A Alger, le 17eme vendredi du calendrier de la révolte était jour de fête. Sans oublier l’essentiel, les manifestants sont venus célébrer la dernière victoire en date. Celle de l’incarcération d’anciens hauts responsables du régime. Encourageant, mais pas encore suffisant, diront-ils, cependant.
Durant cette journée particulière tout s’est passé un peu plus tôt que d’habitude. A la Grande poste, la foule était nombreuse, plus tôt que les autres vendredis et à la rue Didouche Mourad, les manifestants avaient une heure d’avance au moins. Tout le monde semblait impatient d’arriver en ville pour crier sa joie en chœur.
Vers 13heures, la rue Didouche Mourad était déjà occupée par des centaines de personnes, drapeaux sur les épaules ou à bout de bras, des pancartes exprimant leur colère contre le régime, leur joie de voir ses symboles tomber ou rendant hommage aux victimes du printemps noir. Mais tous ces gens semblaient attendre quelque chose d’important. Pour tuer le temps, ils discutaient calmement en pleine rue ou sur les trottoirs. L’heure n’était pas encore aux slogans. Il fallait attendre encore quelques minutes pour s’exprimer à haute voix.

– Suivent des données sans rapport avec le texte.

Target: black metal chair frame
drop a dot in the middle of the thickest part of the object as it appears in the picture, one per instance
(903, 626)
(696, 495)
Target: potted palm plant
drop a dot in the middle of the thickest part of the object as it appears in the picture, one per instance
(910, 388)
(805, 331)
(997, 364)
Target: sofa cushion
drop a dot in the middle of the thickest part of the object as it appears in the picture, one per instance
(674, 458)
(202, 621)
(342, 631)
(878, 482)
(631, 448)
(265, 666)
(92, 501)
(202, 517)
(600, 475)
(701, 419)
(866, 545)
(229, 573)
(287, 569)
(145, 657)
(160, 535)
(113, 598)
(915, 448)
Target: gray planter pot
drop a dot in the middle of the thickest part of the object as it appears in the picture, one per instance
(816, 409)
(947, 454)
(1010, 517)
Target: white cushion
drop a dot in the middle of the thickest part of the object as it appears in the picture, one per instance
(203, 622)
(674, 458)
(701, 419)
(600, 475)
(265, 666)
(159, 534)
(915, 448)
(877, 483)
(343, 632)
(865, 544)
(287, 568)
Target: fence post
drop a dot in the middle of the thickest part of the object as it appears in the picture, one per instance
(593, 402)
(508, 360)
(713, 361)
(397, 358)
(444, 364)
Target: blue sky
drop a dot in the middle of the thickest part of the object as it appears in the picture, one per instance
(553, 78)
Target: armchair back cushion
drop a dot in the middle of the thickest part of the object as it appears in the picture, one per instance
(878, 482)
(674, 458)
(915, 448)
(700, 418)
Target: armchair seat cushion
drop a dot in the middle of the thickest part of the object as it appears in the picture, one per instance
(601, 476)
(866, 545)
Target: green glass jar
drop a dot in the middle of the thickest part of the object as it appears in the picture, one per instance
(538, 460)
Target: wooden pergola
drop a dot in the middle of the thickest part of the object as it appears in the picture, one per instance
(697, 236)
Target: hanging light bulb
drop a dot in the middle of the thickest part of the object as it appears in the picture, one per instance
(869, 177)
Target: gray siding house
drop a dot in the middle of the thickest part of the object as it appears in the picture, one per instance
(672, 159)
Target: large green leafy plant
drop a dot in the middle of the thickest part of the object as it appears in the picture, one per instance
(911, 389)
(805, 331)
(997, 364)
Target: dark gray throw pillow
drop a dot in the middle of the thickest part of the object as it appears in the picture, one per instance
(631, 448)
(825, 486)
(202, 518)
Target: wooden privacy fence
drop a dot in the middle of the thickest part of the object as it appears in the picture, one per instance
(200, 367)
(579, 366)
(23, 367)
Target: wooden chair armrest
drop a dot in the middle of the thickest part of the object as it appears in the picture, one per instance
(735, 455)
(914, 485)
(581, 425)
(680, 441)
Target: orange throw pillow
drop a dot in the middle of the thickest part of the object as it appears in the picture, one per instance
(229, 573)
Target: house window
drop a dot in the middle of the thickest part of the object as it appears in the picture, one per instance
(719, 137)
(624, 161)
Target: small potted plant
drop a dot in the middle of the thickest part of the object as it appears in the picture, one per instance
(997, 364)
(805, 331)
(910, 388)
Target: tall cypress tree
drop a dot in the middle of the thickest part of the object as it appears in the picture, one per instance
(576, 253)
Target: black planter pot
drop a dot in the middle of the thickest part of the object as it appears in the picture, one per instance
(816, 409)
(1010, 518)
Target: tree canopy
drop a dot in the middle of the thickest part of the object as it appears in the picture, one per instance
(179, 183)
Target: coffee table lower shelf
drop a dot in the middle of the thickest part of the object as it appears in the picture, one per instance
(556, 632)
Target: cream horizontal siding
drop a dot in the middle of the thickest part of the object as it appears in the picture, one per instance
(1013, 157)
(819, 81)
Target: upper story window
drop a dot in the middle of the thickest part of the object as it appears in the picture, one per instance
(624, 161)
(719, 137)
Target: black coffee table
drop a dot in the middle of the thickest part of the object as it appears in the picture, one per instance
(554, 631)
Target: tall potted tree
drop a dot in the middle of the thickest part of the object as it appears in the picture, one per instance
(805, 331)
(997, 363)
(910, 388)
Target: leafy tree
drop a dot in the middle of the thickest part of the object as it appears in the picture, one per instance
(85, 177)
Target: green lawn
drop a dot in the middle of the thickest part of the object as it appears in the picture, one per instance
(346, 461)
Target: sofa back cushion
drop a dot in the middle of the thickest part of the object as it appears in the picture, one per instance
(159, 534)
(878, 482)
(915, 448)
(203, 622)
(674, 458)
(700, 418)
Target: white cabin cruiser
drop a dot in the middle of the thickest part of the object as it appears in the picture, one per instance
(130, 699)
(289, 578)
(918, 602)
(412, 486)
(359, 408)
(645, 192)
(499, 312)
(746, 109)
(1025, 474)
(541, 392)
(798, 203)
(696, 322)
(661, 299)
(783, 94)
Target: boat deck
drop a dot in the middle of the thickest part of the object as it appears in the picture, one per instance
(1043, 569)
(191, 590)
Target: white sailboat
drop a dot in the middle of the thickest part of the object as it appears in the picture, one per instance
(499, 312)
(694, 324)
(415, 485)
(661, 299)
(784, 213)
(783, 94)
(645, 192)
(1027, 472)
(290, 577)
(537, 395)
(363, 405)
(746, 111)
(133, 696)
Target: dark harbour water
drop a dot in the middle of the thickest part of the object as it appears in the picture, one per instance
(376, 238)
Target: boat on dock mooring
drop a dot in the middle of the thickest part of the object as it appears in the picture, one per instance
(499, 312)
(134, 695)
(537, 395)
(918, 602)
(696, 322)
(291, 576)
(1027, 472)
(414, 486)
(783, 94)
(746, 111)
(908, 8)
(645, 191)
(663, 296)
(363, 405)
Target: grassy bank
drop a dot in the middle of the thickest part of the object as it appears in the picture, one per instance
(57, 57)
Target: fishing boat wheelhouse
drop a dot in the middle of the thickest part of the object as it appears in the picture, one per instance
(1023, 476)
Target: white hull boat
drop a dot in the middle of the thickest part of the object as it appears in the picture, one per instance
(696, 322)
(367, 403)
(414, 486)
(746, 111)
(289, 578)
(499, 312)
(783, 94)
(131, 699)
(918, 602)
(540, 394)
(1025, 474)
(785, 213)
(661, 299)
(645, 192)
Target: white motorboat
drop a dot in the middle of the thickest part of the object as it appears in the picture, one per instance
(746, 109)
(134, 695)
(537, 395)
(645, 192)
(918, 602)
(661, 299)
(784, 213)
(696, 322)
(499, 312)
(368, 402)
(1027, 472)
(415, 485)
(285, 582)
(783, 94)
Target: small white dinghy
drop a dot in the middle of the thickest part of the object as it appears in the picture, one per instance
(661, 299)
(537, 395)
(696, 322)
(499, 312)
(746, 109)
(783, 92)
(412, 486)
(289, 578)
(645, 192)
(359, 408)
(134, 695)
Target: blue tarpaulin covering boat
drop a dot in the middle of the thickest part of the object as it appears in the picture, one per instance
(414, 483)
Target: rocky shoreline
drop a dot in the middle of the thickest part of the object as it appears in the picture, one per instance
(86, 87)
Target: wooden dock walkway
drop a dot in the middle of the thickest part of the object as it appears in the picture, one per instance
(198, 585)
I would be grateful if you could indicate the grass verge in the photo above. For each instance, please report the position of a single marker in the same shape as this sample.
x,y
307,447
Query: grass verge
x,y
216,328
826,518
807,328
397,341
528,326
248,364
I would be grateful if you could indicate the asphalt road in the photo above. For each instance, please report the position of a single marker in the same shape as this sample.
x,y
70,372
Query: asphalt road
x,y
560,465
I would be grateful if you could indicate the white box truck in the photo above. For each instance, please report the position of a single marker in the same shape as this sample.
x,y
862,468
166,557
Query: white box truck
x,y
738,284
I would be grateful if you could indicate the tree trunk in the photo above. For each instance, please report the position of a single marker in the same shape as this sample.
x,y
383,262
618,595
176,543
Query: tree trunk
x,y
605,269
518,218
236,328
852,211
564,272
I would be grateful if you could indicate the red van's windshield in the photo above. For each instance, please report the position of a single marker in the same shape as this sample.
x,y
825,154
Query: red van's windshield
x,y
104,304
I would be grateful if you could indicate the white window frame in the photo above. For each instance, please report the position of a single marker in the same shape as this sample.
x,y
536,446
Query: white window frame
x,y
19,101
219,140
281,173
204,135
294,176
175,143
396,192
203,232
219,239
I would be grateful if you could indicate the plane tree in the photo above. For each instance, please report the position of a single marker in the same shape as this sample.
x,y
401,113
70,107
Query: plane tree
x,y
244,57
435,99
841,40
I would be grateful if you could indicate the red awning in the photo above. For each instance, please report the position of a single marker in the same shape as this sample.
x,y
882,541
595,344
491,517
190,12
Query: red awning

En fait, toute cette foule d’hommes et de femmes attendaient la fin de la prière du vendredi pour marcher avec les centaines de personnes qui allaient sortir des mosquées voisines. A la rue Victor Hugo, les gens priaient dans la rue à côté de la bouche du métro et à quelques dizaines de mètres derrière eux, leurs compagnons de marche les attendaient. C’était l’un de ces moments uniques et spontanés dont on mesure rarement la portée au moment où il a lieu. Visiblement, certains manifestants, malgré leurs différences, ne s’imaginent plus marcher les uns sans les autres.
Les tapis de prière pliés, la marche pouvait enfin commencer. Et c’est un festival de slogans et de couleurs qui s’en suit. Les marcheurs heureux de voir des têtes du système tomber ne sont pas pour autant satisfaits. Ils veulent plus et ils le font comprendre dans leurs slogans. Ils n’ont pas été tendres non plus avec le chef de l’Etat-major de l’armée, Ahmed Gaïd Salah, même si dans les discussions spontanées organisées en marge du flot des manifestants, certains tentent de faire son éloge.
La foule s’est déchaînée, en revanche, sur l’ancien Premier ministre, Ahmed Ouyahia, placé en détention provisoire mercredi dernier. Des slogans moqueurs ont été répétés en boucle contre celui que l’on considère comme le pire de tous. Et vers 16 heures, une procession de manifestants marchant vers la place Audin a attiré l’attention avec un couffin placé bien haut et débordant de pots de yaourt. Pour n’importe quel Algérien la signification de ce symbole est évidente : un couffin à offrir au prisonnier Ouyahia qui a dit un jour que tous les Algériens n’étaient pas obligés de manger du yaourt. Cinglant.
Face à la Grande poste, des groupes de jeunes chantaient à gorge déployée, accompagnés de trompettistes et de percussionnistes.
Loin des effusions de joie, des groupes de discussion étaient organisés sur le parcours des marches. Certains faisaient entendre leur voix avec haut-parleur est micro. Dans ces groupes, l’avenir du pays était en débat. On parlait de la suite des événements, des hauts responsables à juger, de l’avenir du Hiak et des alternatives qui s’offrent à ce mouvement et au peuple. On rendait hommage aussi aux jeunes décédés lors des manifestations de 2001. Le 14 juin de cette même année, les autorités avaient violemment réprimé les manifestants à Alger.
Vers 17 heures, la température était devenue plus clémente en cette chaude journée de juin, mais pas assez. Du côté de la faculté centrale, des jeunes munis de pulvérisateurs à pression ont commencé à asperger la foule avec de l’eau fraîche. Et il a fallu que l’un d’eux arrose son voisin pour que le lieu se transforme en terrain de jeu impliquant plusieurs personnes, chacune tentant de noyer l’autre sous un jet d’eau. Une parenthèse rafraîchissante.
Cette journée a été pour la plupart des manifestants une journée réussie. Aucun incident ne s’y était produit et la foule très nombreuse s’est à nouveau approprié le centre-ville pour s’exprimer. Elle s’est exprimé et a fait démonstration de sa joie. Depuis le début de la révolte, le président de la République a quitté son poste et deux anciens premiers ministres ont été mis en prison. Des résultats concrets, mais le Hirak a encore faim.